Last week, I had the opportunity to once again work on the show as Conan remotely filmed in Atlanta, Georgia for four days. With the filming just two hours from Greenville, I couldn’t resist signing on to help. Throughout the week the tasks were similar to before: errands running me throughout Atlanta, food orders, and rehearsal assistance. Ah rehearsal–for us who work at Conan, it’s our favorite part of the day. As Conan rehearses his monologue and comedy sketches with the writers, the interns sit, stare, and absorb–so many personalities, so many quirks, and so much knowledge. It’s then I’m reminded of my why. Why I love being on the show, love being with those people, and love being able to take part in a unique culture. The work environment at Conan isn’t your Devil Wears Prada experience. It’s filled with people who are genuinely great. They work hard, love what they do, and take chances to pursue their dream careers.

photo copy 2

As my undergrad days dwindle and the real world begins to filter in, I am overcome with respect for these people. People who are willing to pursue goals and dreams once thought impossible. Barriers overcome, comfort zones eliminated, and pride swallowed. I continue to see these people all around me today- our Fitness Rebellion Community, The DriVen Class, and even my friends here at BOF who work incredibly hard and with passion.
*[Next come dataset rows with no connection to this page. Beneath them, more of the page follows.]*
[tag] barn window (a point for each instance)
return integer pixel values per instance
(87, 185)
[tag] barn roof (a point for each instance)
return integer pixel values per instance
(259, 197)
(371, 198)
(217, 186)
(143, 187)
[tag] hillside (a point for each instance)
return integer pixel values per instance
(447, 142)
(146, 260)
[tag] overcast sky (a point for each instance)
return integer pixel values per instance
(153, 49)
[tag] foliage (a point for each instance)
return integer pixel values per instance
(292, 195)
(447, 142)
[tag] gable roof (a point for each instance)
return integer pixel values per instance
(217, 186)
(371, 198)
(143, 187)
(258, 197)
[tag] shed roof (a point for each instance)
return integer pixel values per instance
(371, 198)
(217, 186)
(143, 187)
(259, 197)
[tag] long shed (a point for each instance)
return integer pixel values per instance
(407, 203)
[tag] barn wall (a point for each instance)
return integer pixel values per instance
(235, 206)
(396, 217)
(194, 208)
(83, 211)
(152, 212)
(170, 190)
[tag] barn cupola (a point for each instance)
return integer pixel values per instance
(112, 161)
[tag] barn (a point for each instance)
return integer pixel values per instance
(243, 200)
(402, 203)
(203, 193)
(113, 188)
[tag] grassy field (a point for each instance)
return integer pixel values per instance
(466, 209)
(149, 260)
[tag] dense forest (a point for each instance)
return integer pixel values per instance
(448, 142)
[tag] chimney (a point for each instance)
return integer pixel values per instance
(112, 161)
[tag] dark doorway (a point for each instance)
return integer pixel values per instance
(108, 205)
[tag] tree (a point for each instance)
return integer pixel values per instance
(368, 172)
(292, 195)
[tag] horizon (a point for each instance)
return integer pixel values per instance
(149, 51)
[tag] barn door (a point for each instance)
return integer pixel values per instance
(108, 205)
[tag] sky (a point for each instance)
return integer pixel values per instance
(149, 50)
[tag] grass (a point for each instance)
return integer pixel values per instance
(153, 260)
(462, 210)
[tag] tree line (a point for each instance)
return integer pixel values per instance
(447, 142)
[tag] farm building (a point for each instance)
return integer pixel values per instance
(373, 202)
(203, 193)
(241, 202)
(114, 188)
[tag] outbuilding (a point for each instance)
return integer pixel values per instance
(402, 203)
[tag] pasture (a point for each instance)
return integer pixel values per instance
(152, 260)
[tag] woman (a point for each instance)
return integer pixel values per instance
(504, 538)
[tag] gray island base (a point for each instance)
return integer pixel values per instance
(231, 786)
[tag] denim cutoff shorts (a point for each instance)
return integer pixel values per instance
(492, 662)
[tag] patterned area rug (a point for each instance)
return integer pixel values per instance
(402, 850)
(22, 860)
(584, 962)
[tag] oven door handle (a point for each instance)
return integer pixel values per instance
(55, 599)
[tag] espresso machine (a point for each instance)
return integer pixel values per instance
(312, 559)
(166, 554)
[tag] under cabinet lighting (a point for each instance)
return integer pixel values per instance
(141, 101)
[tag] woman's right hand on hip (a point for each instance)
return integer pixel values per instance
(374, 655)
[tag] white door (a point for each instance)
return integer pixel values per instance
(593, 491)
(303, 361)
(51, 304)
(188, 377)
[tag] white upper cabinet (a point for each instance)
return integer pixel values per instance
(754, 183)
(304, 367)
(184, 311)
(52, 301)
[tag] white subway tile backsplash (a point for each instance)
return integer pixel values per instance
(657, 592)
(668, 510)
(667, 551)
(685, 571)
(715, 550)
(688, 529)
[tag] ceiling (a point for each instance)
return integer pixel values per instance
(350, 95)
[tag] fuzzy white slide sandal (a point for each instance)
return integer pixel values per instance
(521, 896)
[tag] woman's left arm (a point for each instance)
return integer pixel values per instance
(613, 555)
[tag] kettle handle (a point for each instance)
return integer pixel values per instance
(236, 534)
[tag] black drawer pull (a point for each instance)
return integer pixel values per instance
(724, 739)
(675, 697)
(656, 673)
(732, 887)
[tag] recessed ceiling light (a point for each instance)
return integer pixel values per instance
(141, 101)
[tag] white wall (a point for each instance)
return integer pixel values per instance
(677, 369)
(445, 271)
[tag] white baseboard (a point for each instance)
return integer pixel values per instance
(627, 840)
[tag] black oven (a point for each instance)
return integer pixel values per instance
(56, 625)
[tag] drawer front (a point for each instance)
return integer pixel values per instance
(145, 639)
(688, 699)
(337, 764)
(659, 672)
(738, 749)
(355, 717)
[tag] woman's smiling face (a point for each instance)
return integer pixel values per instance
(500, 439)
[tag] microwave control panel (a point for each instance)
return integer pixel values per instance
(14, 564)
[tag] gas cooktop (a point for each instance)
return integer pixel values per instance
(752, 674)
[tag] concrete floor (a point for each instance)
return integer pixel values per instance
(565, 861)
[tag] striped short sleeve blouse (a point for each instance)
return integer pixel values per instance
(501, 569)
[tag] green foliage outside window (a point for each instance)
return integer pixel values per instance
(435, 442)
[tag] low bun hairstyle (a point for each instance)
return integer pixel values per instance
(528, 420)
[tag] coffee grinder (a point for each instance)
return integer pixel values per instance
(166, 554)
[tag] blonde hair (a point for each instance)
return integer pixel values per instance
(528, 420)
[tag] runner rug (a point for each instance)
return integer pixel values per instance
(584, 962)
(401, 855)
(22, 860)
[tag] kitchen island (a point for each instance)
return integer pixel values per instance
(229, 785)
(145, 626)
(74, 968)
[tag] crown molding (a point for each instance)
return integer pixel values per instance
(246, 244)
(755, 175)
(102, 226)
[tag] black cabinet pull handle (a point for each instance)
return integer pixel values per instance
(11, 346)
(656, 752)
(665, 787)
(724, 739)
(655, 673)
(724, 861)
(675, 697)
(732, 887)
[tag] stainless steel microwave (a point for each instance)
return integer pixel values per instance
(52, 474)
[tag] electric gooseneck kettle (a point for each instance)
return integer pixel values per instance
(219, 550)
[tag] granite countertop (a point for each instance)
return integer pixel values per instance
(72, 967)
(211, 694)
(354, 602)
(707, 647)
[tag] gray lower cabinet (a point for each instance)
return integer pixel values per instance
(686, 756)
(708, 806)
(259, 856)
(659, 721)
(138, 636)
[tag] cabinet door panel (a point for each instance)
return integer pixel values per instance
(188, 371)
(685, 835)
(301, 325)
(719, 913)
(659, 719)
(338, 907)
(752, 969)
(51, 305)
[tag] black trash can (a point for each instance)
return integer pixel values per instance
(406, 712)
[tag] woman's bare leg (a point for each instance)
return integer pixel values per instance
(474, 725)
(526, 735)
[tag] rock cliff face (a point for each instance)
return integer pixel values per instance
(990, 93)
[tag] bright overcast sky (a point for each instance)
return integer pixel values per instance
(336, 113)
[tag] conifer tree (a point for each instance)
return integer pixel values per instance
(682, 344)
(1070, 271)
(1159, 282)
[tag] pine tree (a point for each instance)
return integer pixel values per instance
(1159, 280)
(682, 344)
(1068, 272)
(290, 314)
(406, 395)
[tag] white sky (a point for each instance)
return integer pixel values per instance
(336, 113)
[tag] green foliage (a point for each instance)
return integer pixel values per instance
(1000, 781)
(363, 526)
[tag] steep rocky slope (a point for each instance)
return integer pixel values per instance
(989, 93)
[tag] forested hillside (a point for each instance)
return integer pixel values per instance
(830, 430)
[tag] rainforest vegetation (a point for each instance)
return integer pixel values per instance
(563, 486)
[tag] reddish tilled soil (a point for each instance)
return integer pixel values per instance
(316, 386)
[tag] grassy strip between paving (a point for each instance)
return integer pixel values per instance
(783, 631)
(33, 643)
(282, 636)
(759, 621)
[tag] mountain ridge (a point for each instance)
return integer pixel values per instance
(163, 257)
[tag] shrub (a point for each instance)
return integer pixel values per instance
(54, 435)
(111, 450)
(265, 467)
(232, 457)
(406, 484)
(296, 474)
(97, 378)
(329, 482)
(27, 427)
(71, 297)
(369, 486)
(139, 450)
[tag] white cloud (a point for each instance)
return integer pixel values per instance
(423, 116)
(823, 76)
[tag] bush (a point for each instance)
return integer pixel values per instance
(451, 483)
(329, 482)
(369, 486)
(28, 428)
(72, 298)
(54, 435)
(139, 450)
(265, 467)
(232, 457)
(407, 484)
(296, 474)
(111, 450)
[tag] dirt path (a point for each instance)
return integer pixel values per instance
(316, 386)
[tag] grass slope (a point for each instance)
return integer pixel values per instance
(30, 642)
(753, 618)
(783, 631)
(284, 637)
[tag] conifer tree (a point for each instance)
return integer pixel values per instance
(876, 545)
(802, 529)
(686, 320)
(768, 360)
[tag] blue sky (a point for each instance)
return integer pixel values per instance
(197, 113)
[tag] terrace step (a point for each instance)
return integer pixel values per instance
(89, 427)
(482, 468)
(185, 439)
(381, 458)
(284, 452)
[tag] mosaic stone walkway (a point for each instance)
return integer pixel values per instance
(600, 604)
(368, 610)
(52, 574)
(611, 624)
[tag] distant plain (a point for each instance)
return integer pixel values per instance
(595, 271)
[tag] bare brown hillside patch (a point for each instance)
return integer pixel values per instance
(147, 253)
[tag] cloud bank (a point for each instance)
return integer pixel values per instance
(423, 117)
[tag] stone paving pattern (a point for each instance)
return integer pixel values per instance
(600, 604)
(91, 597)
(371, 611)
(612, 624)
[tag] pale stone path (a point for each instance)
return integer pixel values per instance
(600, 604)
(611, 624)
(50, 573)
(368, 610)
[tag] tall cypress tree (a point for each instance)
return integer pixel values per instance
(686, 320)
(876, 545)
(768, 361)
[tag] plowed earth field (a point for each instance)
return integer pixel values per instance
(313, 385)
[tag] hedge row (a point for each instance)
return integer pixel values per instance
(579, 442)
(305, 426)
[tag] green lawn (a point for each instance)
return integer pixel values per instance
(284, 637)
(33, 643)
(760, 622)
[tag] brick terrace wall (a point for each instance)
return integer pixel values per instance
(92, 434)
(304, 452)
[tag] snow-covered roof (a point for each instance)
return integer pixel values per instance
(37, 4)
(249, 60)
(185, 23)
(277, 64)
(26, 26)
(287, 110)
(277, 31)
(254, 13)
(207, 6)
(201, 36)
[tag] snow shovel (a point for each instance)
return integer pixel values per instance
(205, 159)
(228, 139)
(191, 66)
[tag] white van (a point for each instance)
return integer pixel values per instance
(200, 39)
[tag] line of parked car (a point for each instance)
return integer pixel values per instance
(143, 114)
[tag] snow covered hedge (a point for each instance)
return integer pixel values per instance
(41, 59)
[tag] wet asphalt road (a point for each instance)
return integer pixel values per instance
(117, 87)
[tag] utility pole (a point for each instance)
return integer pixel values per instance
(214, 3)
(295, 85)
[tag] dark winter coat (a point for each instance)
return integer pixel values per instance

Although I’m still working on the ever changing “life plan”, I follow the cliché but true words of Thoreau’s Walden, “I learned this, at least, by my experiment: that if one advances confidently in the direction of his dreams, and endeavors to live the life which he has imagined, he will meet with a success unexpected in common hours.” So join me in the bold pursuit of little victories and great risks!

—————————————————————
484130_4777043233161_1735099067_n

Allie Blalock is graduating from Furman University this May. She rocks the Firesphere as an account team intern. She’s got COCO clout.

  • Mike Atkinson

    Great post, Allie! I have a follow-up question for you…”They work hard, love what they do, and take chances to pursue their dream careers.” Do you think those people drive this environment or does management do something to encourage it? Or it could be a mix. That just doesn’t happen usually. Who on Conan’s team was intentional to ensure this scenario would occur? That’s a takeaway I’d like to hear…thanks!

    • Allie

      Hi Mike! Thanks for commenting!
      I think the environment is definitely a mix between the type of people that fill the office and the leadership within it. Having a respect and loyalty to your superior goes a long way and people definitely feel that way about Conan. He’s just an overall nice guy who is walking around the office, knows everyone’s name, and getting his hands dirty on the show and production. Every position there is crucial from administrative to creative. While some positions like an office coordinator may seem trivial and mindless work, that person is depended on for the widest range of duties and responsible for much of the communication in the office. So overall, I think it’s a mutual respect for everyone’s contribution (no matter the hierarchy) and a love for the end product that everyone has a hand in producing. Does that answer your question? Thanks again!

  • vkonnect

    i think Allie is right…..i agree with her.There are number of people who are having different thoughts and habbits.